Got these a few days ago Husqvarna 531309565 Chain Saw Apron Chaps, Navy  they fit all ok, mine come down onto the top of my foot  but ,I think I will be finding some suspenders, to help from them trying to pull my pants down. 
Seems to me, every one would want some suspenders for their chaps


----------



## MasterMech (Dec 15, 2012)

HDRock said:


> Seems to me, every one would want some suspenders for their chaps


 
Unless the Discovery/History channel demands I wear them to fulfill my contractual obligation, my belt and the waist strap on my chaps do the job just fine.


----------



## maple1 (Dec 15, 2012)

Anybody use chainsaw _pants_?


----------



## Flamestead (Dec 15, 2012)

maple1 said:


> Anybody use chainsaw _pants_?


 
Yes, I have both. I use the chaps in the warmer 3 seasons, and the pants in the cold/snow. Last winter was my first year with the pants, and I was pleased. I did try on several styles before finding one I liked.

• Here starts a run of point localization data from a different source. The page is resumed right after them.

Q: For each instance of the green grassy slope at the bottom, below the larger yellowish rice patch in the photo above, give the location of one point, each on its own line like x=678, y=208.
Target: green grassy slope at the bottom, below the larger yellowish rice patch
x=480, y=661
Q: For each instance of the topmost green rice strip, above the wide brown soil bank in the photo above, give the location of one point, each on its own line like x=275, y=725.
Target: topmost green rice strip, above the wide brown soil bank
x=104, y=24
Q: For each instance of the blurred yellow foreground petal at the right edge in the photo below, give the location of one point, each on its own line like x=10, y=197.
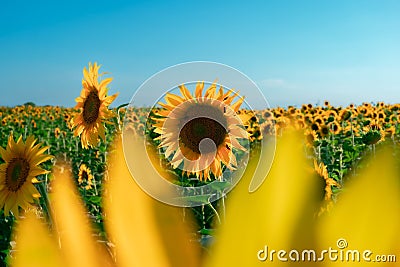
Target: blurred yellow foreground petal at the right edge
x=367, y=214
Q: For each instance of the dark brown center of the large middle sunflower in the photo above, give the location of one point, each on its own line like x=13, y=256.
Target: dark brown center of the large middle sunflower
x=198, y=129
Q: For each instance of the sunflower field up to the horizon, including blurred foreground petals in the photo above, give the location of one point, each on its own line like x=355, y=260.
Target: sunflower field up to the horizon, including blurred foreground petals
x=65, y=190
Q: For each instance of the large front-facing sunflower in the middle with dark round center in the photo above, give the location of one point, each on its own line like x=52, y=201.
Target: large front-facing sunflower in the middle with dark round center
x=201, y=131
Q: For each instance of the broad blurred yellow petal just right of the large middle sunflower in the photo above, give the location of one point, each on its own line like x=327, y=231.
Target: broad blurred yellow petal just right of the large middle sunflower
x=278, y=215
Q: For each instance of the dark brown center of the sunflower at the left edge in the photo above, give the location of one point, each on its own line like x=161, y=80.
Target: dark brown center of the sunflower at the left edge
x=16, y=173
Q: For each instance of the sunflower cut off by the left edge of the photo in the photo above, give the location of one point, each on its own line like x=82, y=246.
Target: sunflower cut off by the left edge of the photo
x=18, y=173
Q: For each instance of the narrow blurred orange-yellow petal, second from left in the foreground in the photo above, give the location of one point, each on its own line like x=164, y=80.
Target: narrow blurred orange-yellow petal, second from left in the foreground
x=72, y=225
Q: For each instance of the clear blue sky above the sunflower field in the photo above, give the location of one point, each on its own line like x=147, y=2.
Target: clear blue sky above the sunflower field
x=296, y=51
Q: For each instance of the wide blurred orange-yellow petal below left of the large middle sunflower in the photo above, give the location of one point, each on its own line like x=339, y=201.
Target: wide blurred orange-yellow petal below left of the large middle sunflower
x=145, y=231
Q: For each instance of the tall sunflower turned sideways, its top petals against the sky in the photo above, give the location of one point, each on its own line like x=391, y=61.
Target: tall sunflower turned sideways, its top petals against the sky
x=93, y=104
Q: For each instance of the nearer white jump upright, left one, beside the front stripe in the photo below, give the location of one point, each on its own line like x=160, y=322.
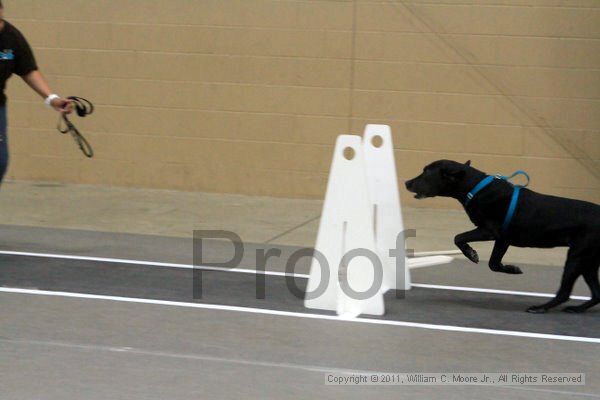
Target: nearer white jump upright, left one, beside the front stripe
x=346, y=224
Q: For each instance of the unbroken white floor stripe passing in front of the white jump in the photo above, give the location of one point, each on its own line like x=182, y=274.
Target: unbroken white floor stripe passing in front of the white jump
x=447, y=328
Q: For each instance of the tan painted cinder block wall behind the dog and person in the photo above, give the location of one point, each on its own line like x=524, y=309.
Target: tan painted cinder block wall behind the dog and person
x=247, y=96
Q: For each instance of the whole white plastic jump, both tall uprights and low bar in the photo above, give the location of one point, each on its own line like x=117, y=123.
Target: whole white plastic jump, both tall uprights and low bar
x=361, y=216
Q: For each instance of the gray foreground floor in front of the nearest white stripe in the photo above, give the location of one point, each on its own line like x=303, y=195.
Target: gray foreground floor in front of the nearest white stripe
x=83, y=349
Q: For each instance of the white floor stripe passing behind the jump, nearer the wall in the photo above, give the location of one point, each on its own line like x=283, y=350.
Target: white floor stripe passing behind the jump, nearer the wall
x=253, y=271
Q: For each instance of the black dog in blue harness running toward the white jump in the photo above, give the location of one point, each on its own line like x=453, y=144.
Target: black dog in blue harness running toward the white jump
x=539, y=221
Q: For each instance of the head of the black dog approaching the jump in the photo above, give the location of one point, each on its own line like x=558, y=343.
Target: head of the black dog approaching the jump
x=440, y=178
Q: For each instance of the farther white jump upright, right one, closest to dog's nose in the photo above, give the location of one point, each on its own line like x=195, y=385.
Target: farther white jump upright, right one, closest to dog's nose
x=385, y=204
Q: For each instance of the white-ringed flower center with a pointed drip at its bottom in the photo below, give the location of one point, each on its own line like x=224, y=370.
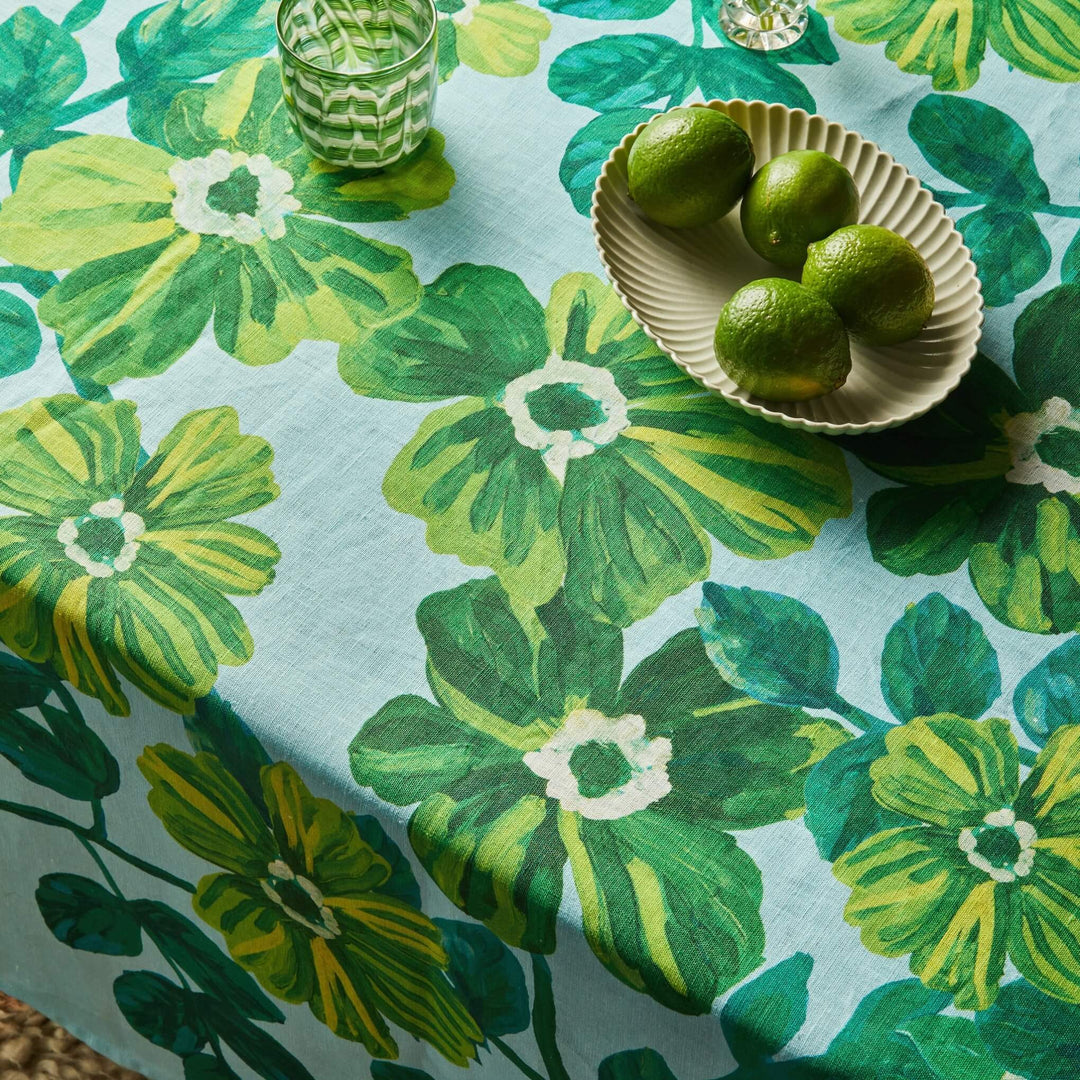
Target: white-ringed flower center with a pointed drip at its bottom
x=565, y=410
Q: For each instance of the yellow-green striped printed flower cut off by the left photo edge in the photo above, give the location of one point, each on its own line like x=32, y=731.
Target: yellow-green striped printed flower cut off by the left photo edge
x=107, y=569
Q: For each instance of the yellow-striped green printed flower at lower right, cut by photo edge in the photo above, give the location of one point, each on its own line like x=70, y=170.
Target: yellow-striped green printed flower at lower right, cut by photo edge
x=989, y=868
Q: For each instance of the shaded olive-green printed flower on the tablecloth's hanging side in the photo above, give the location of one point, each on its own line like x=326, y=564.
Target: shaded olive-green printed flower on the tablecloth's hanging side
x=308, y=907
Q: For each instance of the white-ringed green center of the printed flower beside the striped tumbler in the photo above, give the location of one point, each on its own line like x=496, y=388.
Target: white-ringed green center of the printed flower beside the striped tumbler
x=233, y=195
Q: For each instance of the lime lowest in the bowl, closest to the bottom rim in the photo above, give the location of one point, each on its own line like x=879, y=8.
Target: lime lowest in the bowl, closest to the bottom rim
x=782, y=343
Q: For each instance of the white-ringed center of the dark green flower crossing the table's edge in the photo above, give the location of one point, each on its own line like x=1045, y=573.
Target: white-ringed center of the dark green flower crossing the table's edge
x=603, y=768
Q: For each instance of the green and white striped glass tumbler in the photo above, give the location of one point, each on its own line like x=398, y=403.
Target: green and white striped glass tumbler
x=359, y=76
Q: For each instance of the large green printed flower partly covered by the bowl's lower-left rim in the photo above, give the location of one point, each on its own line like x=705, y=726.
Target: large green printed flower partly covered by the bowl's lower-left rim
x=579, y=450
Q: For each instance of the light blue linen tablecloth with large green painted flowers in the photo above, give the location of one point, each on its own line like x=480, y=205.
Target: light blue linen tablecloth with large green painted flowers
x=410, y=671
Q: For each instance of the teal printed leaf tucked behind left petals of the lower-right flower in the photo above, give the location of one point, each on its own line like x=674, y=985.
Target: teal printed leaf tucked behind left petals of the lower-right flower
x=842, y=811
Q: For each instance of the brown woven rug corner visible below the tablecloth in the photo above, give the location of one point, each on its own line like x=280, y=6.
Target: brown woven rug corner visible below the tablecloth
x=34, y=1048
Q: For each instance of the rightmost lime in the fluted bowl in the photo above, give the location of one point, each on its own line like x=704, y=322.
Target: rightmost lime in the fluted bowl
x=879, y=283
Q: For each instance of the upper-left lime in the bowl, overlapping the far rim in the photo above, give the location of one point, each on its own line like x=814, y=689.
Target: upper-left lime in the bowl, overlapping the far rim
x=690, y=167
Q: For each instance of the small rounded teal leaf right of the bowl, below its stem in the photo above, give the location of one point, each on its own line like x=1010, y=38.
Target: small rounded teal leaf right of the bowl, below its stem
x=1009, y=249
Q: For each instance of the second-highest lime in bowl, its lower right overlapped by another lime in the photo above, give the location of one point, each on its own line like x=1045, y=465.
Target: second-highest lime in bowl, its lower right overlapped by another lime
x=795, y=199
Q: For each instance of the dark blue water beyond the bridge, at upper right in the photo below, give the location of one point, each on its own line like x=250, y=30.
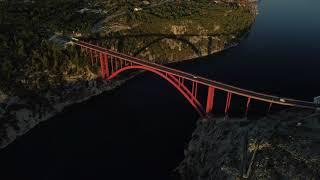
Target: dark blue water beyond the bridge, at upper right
x=280, y=55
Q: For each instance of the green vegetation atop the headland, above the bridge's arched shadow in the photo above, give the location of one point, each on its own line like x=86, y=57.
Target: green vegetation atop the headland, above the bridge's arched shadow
x=232, y=19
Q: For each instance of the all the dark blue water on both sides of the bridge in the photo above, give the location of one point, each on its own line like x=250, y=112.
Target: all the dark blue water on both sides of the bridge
x=139, y=131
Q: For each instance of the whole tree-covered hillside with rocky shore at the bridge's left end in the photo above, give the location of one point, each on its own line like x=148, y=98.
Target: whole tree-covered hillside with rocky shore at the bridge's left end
x=40, y=77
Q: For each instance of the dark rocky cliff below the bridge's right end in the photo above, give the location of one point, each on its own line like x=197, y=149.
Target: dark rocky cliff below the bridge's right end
x=280, y=146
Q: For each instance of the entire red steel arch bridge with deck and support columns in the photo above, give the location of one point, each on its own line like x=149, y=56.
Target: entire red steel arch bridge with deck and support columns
x=113, y=63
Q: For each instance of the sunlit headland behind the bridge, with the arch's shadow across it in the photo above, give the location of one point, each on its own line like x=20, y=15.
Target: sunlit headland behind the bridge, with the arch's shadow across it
x=177, y=30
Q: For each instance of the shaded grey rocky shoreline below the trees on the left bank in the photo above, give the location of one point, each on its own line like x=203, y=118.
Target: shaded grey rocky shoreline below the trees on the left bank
x=20, y=114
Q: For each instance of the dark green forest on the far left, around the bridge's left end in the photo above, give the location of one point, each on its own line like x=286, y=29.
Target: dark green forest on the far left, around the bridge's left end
x=27, y=58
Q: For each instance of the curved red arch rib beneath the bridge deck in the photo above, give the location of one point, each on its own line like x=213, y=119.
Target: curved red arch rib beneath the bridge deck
x=172, y=80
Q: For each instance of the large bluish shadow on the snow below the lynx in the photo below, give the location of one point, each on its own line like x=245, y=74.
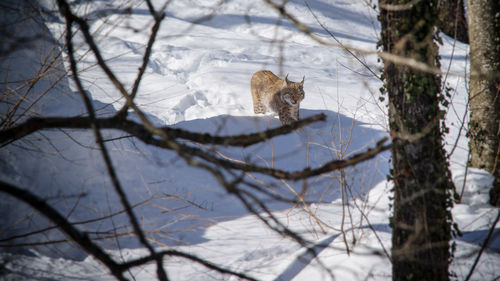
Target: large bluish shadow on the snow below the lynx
x=174, y=201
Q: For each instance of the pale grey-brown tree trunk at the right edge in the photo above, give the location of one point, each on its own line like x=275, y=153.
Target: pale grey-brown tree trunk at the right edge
x=484, y=126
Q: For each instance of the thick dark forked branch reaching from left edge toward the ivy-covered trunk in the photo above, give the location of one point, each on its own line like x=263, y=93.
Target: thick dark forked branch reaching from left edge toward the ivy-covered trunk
x=144, y=135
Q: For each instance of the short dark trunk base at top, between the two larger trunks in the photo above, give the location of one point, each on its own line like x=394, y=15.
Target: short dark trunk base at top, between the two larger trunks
x=451, y=20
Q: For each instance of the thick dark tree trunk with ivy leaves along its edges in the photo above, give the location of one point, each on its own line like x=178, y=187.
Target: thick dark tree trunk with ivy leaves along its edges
x=421, y=221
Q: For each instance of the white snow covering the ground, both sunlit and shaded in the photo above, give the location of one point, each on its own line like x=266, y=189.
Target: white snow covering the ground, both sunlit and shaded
x=198, y=79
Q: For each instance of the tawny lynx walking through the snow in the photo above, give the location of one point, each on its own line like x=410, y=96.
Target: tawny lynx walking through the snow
x=282, y=96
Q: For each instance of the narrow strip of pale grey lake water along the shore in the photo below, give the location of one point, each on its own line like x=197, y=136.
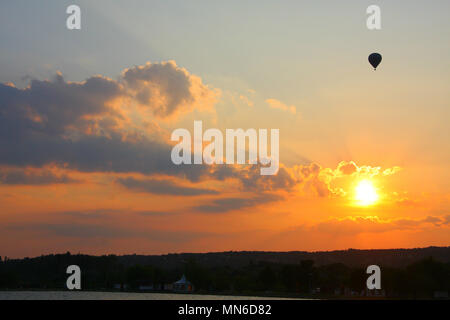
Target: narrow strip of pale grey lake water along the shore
x=87, y=295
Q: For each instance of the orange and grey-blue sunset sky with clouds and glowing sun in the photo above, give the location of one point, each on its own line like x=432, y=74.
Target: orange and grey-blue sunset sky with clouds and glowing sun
x=86, y=118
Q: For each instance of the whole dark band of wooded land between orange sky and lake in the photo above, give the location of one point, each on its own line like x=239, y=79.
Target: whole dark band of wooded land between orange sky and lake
x=405, y=273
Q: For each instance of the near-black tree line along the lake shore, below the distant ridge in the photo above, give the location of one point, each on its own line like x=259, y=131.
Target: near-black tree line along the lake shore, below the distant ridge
x=420, y=279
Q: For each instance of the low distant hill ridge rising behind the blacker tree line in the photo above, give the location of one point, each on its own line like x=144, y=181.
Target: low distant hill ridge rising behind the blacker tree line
x=350, y=256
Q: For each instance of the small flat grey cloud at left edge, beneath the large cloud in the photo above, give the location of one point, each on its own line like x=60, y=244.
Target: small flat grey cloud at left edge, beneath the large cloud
x=17, y=176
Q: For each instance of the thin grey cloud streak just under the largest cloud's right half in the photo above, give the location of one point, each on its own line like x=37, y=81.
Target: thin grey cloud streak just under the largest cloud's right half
x=165, y=187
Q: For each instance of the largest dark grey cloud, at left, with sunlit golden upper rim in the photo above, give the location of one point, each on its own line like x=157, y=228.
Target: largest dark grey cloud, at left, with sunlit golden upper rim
x=46, y=123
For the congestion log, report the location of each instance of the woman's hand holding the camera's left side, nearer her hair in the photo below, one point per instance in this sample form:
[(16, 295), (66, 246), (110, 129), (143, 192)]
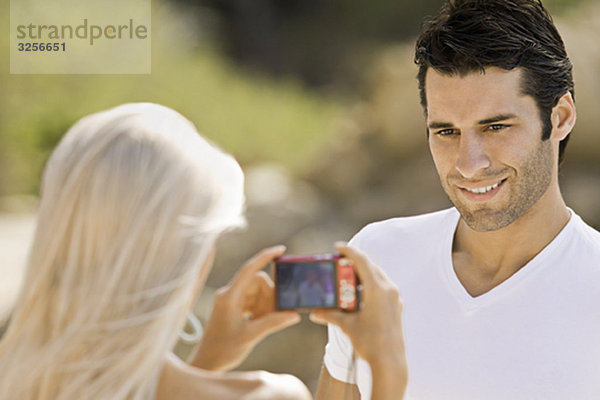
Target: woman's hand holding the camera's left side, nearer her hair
[(243, 314)]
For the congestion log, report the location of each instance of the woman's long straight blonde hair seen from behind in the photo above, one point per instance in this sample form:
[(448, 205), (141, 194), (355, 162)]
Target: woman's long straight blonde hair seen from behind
[(132, 201)]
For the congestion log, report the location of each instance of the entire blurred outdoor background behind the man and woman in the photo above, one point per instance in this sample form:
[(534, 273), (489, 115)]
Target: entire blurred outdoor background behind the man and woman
[(317, 99)]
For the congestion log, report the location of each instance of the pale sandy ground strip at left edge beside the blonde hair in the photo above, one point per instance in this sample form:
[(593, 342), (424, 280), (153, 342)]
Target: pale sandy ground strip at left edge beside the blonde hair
[(16, 231)]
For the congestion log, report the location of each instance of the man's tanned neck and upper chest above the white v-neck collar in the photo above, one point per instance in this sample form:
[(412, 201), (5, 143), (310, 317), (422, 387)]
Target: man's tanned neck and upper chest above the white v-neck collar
[(483, 260)]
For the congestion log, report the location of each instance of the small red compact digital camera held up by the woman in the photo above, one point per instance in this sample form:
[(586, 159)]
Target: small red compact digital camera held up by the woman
[(315, 281)]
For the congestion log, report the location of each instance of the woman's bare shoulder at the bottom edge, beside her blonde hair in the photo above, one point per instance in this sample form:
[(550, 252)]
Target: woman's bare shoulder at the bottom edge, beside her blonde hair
[(180, 381)]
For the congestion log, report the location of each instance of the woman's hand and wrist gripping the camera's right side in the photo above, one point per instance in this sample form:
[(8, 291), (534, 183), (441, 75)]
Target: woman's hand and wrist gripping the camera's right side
[(376, 329)]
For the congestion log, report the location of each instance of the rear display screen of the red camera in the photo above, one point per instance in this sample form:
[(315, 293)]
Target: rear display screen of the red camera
[(305, 285)]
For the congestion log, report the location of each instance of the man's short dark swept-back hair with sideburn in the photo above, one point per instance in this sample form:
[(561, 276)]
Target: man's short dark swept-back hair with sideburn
[(469, 35)]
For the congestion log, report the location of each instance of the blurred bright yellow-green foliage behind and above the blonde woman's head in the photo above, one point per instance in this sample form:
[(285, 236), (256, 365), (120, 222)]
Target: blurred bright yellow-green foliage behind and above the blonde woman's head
[(254, 117)]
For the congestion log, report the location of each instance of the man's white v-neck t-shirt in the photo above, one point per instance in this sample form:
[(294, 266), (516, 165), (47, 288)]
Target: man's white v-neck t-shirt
[(534, 336)]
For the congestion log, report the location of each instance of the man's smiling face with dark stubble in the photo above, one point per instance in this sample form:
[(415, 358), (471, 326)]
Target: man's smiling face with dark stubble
[(486, 141)]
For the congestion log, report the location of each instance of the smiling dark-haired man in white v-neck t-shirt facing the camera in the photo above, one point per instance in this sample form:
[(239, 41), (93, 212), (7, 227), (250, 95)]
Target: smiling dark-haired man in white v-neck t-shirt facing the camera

Some makers stop the protection partway up the thigh - if I'm going to go to the bother of putting them on I may as well get the full benefit.


----------



## MasterMech (Dec 15, 2012)

Flamestead said:


> I did try on several styles before finding one I liked.


 
Which ones were those? Inquiring minds need to know....


----------



## Flamestead (Dec 16, 2012)

Hmmm, after a brief search they were located. Looking at them for the first time since February, the reason I was remembering some were built where the protection stops early is because the pair I have are somewhat built that way. The protection stops an inch or two below the crotch of the pants. I did try on multiple types (my wife maintains a supply room for a crew), and these were the ones that seemed best, but now I'm second-guessing why (I still think some stopped the protection even lower down the thigh).

http://foresterchainsawparts.com/Ch...thing/Forester-Winter-Chainsaw-Pants-p48.html

I do like the high back and the tie at the cuffs to keep out snow, they are quite warm and wind-proof.

12-ply, meets ASTM F1897-2008 39JY, with a UL label.


----------



## maple1 (Dec 17, 2012)

Flamestead said:


> Yes, I have both. I use the chaps in the warmer 3 seasons, and the pants in the cold/snow. Last winter was my first year with the pants, and I was pleased. I did try on several styles before finding one I liked. Some makers stop the protection partway up the thigh - if I'm going to go to the bother of putting them on I may as well get the full benefit.


 
I've only ever had pants. If it's cold, I just make sure I've got my long undies on. I might check out the chaps when these pants wear out - will likely come down to pricing at that time.


----------